Día litúrgico:
Domingo XVIII (C) del tiempo ordinario
Texto del Evangelio (Lc 12,13-21): En aquel tiempo,
uno de la gente le dijo: «Maestro, di a mi hermano que reparta la herencia
conmigo». Él le respondió: «¡Hombre!, ¿quién me ha constituido juez o
repartidor entre vosotros?». Y les dijo: «Mirad y guardaos de toda codicia,
porque, aun en la abundancia, la vida de uno no está asegurada por sus bienes».

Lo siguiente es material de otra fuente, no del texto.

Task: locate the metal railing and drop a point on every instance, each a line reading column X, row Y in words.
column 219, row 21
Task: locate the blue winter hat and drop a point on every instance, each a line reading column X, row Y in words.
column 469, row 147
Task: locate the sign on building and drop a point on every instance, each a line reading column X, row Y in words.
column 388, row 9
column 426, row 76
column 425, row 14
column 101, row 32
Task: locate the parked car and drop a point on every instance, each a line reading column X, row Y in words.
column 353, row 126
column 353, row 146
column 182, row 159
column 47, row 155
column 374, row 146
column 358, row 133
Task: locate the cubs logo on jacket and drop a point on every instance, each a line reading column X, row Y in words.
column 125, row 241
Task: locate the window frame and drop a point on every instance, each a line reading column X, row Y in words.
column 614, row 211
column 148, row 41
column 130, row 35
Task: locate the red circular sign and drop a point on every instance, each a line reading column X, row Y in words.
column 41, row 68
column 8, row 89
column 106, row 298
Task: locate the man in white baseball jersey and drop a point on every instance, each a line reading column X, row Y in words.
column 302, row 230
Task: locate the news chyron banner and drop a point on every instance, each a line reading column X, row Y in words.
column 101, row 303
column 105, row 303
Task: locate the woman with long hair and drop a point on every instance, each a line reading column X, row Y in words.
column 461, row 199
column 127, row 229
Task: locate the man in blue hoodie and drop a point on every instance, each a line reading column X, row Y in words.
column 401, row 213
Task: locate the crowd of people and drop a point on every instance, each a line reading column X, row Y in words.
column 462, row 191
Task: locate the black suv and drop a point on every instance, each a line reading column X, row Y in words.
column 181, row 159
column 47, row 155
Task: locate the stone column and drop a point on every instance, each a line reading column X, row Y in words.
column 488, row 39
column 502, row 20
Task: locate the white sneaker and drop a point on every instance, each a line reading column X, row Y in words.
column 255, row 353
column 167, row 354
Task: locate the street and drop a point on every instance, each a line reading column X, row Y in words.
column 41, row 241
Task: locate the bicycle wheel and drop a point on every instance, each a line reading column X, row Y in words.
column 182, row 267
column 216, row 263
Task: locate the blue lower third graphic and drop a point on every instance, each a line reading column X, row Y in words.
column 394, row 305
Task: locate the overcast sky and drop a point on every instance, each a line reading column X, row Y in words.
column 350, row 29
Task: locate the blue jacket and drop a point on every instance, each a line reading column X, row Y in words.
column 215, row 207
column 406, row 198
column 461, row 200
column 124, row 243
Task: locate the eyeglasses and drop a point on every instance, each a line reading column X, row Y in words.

Les dijo una parábola: «Los campos de cierto hombre rico
dieron mucho fruto; y pensaba entre sí, diciendo: ‘¿Qué haré, pues no tengo
donde reunir mi cosecha?’. Y dijo: ‘Voy a hacer esto: Voy a demoler mis
graneros, edificaré otros más grandes y reuniré allí todo mi trigo y mis
bienes, y diré a mi alma: Alma, tienes muchos bienes en reserva para muchos
años. Descansa, come, bebe, banquetea’. Pero Dios le dijo: ‘¡Necio! Esta misma
noche te reclamarán el alma; las cosas que preparaste, ¿para quién serán?’. Así
es el que atesora riquezas para sí, y no se enriquece en orden a Dios».
Comentario: Rev. D. Jordi PASCUAL i Bancells
(Salt, Girona, España).
La vida de uno no está asegurada por sus bienes
Hoy, Jesús nos sitúa cara a cara con aquello que es
fundamental para nuestra vida cristiana, nuestra vida de relación con Dios:
hacerse rico delante de Él. Es decir, llenar nuestras manos y nuestro corazón
con todo tipo de bienes sobrenaturales, espirituales, de gracia, y no de cosas
materiales.
Por eso, a la luz del Evangelio de hoy, nos podemos
preguntar: ¿de qué llenamos nuestro corazón? El hombre de la parábola lo tenía
claro: «Descansa, come, bebe, banquetea» (Lc 12,19). Pero esto no es lo que
Dios espera de un buen hijo suyo. El Señor no ha puesto nuestra felicidad en herencias,
buenas comidas, coches último modelo, vacaciones a los lugares más exóticos,
fincas, el sofá, la cerveza o el dinero. Todas estas cosas pueden ser buenas,
pero en sí mismas no pueden saciar las ansias de plenitud de nuestra alma, y,
por tanto, hay que usarlas bien, como medios que son.
Es la experiencia de san Ignacio de Loyola, cuya
celebración tenemos tan cercana. Así lo reconocía en su propia autobiografía:
«Cuando pensaba en cosas mundanas, se deleitaba, pero, cuando, ya aburrido lo
dejaba, se sentía triste y seco; en cambio, cuando pensaba en las penitencias
que observaba en los hombres santos, ahí sentía consuelo, no solamente
entonces, sino que incluso después se sentía contento y alegre». También puede
ser la experiencia de cada uno de nosotros.
Y es que las cosas materiales, terrenales, son caducas y
pasan; por contraste, las cosas espirituales son eternas, inmortales, duran
para siempre, y son las únicas que pueden llenar nuestro corazón y dar sentido
pleno a nuestra vida humana y cristiana.
Jesús lo dice muy claro: «¡Necio!» (Lc 12,20), así
califica al que sólo tiene metas materiales, terrenales, egoístas. Que en
cualquier momento de nuestra existencia nos podamos presentar ante Dios con las
manos y el corazón, ambos llenos de esfuerzo por buscar al Señor y aquello que
a Él le gusta, que es lo único que nos llevará al Cielo.